If you want to understand immigration better and see why “building a wall” is patently absurd, check out this episode of Adam Ruins Everything.
As a descendant of immigrants, wait..let me clear that up. I am a descendant of an “illegal immigrant” on one side. My maternal great-grandfather—the boat builder from Vico Equense, Italy—jumped ship at Ellis Island. His name is NOT on that wall. My great-grandfather the ship builder turned ship jumper came here, I assume, to find a better life. To make more money in the country he was told had “streets paved with gold”. I wish he had stayed in Vico Equense, a picturesque town on the Sorrento peninsula. But alas, he had a dream and he didn’t care if the folx at New York Harbor were paying attention.
So many of the Italian-Americans I know (or share DNA with) are now rabid anti-immigration folks. How quickly we forget our own past? How quickly we distance ourselves from similar experiences? And here’s the thing. Back at the turn of the 20th century, my immigrant forebears chose to come to the USA. Yes, they had hardships, and they were insanely poor not least of which is because as southern Italians they were steeped in a culture of corruption. But they didn't HAVE to leave. They CHOSE to leave.
The “immigrants” we see being thrown in cages and separated from their children and working in strawberry fields and standing on food pantry lines today are arriving due to a lack of choice. In their home countries, conflicts and oppression and poverty and suffering brought on by American meddling in geopolitics for financial gain have made existence in many of these places damn near impossible. The women from Guatemala that I interact with in my community are not immigrants, they are refugees and asylum seekers. They are people fleeing places in the world that have become uninhabitable or too violent due to deliberate destabilization by Imperial/Colonial powers, namely the USA.

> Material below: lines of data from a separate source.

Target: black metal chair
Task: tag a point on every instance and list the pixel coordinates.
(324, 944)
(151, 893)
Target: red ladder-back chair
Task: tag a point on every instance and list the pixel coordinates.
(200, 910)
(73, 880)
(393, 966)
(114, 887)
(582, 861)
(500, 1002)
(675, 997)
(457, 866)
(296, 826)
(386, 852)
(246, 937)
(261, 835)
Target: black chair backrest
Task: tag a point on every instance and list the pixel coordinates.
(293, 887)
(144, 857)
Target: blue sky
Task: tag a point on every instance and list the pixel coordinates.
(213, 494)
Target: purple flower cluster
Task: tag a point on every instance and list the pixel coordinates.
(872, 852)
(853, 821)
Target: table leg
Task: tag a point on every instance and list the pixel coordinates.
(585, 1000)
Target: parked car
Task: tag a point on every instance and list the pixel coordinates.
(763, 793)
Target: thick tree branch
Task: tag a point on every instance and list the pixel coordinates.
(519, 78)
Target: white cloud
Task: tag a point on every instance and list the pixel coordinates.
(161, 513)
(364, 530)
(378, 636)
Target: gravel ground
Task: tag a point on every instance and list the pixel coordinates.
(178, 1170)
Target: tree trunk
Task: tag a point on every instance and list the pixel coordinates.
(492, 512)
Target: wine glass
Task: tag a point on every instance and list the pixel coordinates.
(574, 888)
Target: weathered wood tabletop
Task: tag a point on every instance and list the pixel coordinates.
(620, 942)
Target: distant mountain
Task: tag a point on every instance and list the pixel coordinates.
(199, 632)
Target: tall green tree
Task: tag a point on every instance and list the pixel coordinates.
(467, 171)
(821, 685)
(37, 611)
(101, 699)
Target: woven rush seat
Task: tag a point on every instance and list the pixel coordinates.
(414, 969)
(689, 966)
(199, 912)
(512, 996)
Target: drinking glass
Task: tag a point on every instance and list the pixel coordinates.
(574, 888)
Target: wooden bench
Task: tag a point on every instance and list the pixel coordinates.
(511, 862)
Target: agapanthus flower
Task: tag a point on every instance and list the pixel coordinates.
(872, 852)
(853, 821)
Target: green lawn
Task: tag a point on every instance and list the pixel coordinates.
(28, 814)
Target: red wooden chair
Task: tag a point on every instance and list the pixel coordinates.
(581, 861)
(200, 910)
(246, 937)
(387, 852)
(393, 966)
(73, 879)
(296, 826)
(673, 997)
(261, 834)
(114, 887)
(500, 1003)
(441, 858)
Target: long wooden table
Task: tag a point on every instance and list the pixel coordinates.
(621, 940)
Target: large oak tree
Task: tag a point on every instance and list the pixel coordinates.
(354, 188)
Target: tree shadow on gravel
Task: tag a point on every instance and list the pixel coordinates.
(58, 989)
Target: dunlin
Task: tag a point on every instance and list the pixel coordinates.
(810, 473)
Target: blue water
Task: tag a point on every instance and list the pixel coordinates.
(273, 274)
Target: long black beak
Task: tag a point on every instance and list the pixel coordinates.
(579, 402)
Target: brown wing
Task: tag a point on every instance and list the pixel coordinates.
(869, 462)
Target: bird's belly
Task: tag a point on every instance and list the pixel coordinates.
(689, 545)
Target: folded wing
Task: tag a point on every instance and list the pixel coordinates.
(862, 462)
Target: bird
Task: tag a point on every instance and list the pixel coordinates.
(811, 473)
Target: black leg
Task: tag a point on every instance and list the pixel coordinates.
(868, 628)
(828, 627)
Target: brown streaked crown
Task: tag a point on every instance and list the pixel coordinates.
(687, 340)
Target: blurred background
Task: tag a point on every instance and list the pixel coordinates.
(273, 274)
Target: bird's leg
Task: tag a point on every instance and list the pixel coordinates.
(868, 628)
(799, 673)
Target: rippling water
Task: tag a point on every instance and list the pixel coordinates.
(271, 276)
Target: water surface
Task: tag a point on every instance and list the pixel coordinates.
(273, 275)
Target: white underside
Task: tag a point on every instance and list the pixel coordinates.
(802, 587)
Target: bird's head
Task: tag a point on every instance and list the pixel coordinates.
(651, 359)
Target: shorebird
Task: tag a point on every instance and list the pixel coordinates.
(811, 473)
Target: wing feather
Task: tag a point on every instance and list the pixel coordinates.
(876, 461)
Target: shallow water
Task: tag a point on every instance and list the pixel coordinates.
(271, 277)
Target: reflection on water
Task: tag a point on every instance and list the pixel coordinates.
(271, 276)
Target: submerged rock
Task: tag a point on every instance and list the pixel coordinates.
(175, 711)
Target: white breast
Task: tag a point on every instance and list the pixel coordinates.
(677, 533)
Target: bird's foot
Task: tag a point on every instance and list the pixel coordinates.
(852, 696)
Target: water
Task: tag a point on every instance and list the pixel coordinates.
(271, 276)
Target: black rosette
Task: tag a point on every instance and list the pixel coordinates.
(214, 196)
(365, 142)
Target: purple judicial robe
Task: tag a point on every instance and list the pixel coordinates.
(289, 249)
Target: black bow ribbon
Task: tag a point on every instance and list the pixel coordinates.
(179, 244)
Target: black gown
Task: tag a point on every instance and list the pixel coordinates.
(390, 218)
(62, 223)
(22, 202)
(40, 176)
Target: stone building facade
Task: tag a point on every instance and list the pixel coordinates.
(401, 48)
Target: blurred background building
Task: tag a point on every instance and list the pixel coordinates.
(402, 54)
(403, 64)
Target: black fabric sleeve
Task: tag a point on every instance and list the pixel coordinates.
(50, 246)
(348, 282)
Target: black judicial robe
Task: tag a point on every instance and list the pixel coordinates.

Recall that Guatemala had a democratically elected president yet in 1954, the US facilitated a coup d’etat and installed a military regime that they kept supporting until my time there (1992). The US used the convenient excuse (for so many of their shenanigans) of fighting communism, but we also know that the US wanted control over coffee and bananas (hello, United Fruit Company). So, the US Government did what it does best: destabilized the democracy. Years of war led to the genocide of the Guatemalan people - mostly the indigenous people - and violence and instability got knitted into Guatemala’s DNA. It will take years, decades, to remedy those horrors, not just in Guatemala, but everywhere colonialism and US interference has occurred.
People fleeing physical, structural, and cultural violence from Latin America, Palestine, Haiti, Afghanistan, and the like are not immigrants to be mistreated. They are asylum seekers in need of safety. Accepting them into the US is only the beginning of an effort of reparations for the harm the US has caused around the world.




Immigration helps! You have a housing problem? Half the construction labor I'v known comes from central and South America. That's Mexico.